The idea of pitching the unified managed household offering as a retirement tool simply responds to the demand the firm sees in the market, Bullard says. “We’re launching it specifically around retirement because we feel the retirement problem is the most pressing need for universal household functionality,” he says. “It’s a concrete problem.”

The Pershing product takes a different approach. The offering consists of three asset allocation models that are designed to take a client’s investments – with a minimum of $250,000 – and grow at a steady pace that lets them draw down 5% of the total each year. The product, offered as a UMA, would cost 50 basis points. The “guaranteed income” feature is an add-on insurance policy from PHL that under specific criteria would promise annual payments equal to the 5% draw-down should the client’s assets in the product be fully depleted. The insurance feature is now priced at 125 bp.

Clients will be able to add or remove the policy at any time, says Len Reinhart, a Pershing consultant who until last month was president of Pershing’s Lockwood Capital Management division, which is distributing the new product. “You’re insuring against living to 110 years [and running out of assets],” Reinhart says. Another use is the “fire insurance” analogy – when a disastrous market at the wrong time wipes out a client’s portfolio early in retirement.

While the funds will initially only use ETFs, including ones that invest in equities, new versions with SMAs and mutual funds should come online within the next year, Reinhart says.

The insurance feature may only be attractive for the early years of the account, when a client’s portfolio is at most risk of turning sour, says Jim Seuffert, CEO of Pershing Managed Account Solutions. “You may want to hang onto it for six or eight years, but as the account grows you drop it,” he adds.

The product will be housed along with Lockwood’s existing UMA offerings, which have $1.3 billion in assets.



SEC OKs Phoenix’s Fund-Insurance Product

Ignites.com
By Pete Bucci
March 18, 2008

Phoenix Companies has gotten SEC approval to offer a new product that melds insurance guarantees with mutual funds. Several other firms are awaiting regulatory approval for similar products, Investment News reports.

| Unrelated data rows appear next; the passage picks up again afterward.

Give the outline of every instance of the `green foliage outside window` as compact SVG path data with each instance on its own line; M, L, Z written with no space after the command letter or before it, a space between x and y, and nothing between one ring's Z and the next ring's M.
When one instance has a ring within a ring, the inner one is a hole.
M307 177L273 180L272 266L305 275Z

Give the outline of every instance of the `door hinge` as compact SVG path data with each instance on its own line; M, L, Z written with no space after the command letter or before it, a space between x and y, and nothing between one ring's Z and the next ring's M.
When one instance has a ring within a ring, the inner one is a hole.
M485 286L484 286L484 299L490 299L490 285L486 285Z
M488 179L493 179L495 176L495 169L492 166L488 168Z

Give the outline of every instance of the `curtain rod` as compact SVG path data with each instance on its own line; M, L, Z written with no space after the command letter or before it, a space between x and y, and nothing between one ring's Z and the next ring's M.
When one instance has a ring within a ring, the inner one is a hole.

Called Guaranteed Retirement Income Solutions, the new product from Phoenix guarantees lifetime income payments even if the account is depleted. It also allows a wider range of investments — including managed accounts — than variable annuities.

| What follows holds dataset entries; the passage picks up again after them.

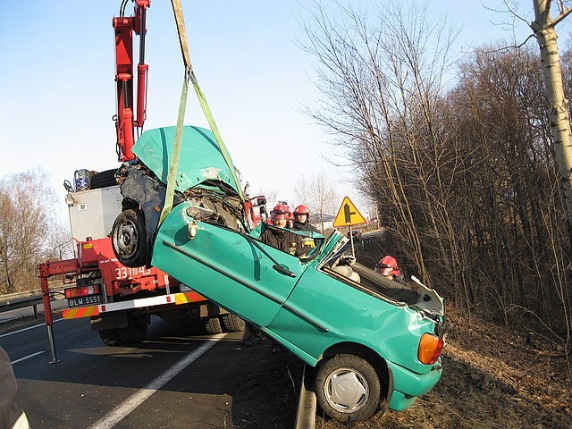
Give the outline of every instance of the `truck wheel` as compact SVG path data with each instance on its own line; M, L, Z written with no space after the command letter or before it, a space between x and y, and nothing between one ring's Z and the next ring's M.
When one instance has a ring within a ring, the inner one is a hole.
M147 229L139 210L123 210L112 229L114 252L125 266L138 267L147 261Z
M89 180L89 189L99 189L101 188L109 188L110 186L116 185L115 172L117 172L116 168L97 172Z
M117 333L123 344L136 344L147 336L147 317L130 315L127 317L127 327L117 328Z
M244 320L232 313L223 315L223 325L226 332L237 332L242 331L247 324Z
M322 365L315 375L315 391L322 410L342 422L366 420L380 404L375 369L355 355L337 355Z
M101 341L108 346L121 346L123 344L123 341L119 338L119 333L116 329L102 329L97 332L99 332Z
M224 332L223 325L221 324L221 319L218 318L218 315L204 318L203 324L205 325L205 331L206 331L206 333L209 335L223 333Z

The product was created in a partnership between Phoenix and Lockwood Capital Management, according to Investment News. It is available only for managed accounts using Lockwood Investment Strategies Longevity Income Solutions asset allocation models.

Other firms have also formed partnerships to introduce such products, Investment News reports.

Genworth Life and Annuity Insurance Co., for example, partnered with its AssetMark Investment Services unit, and Nationwide Life Insurance Co. teamed up with Envestnet Asset Management, a Chicago-based wealth management firm. Allianz Life and Annuity Co., which is also seeking SEC approval, has not disclosed a partnership, while Allstate Life Insurance Co. has developed target-date funds for its planned product.

While industry leaders say the IRS has yet to determine how it will tax the Phoenix product, some are attempting to estimate what will be the tax treatment, Investment News reports.

Jack Sharry, senior VP of alternative financial products at Phoenix, says it will initially be taxed like any mutual fund or separately managed account. When the account runs down and the fixed annuity payments begin, he says, it will be taxed as ordinary income.

However, Brent Hamann, a senior consultant at Milliman, says the tax liability could rise if the IRS treats the insurance portion differently than an annuity.

In its filing, Genworth says it plans to treat the product as an annuity contract for tax purposes. However, the firm notes that the IRS could challenge that treatment in court.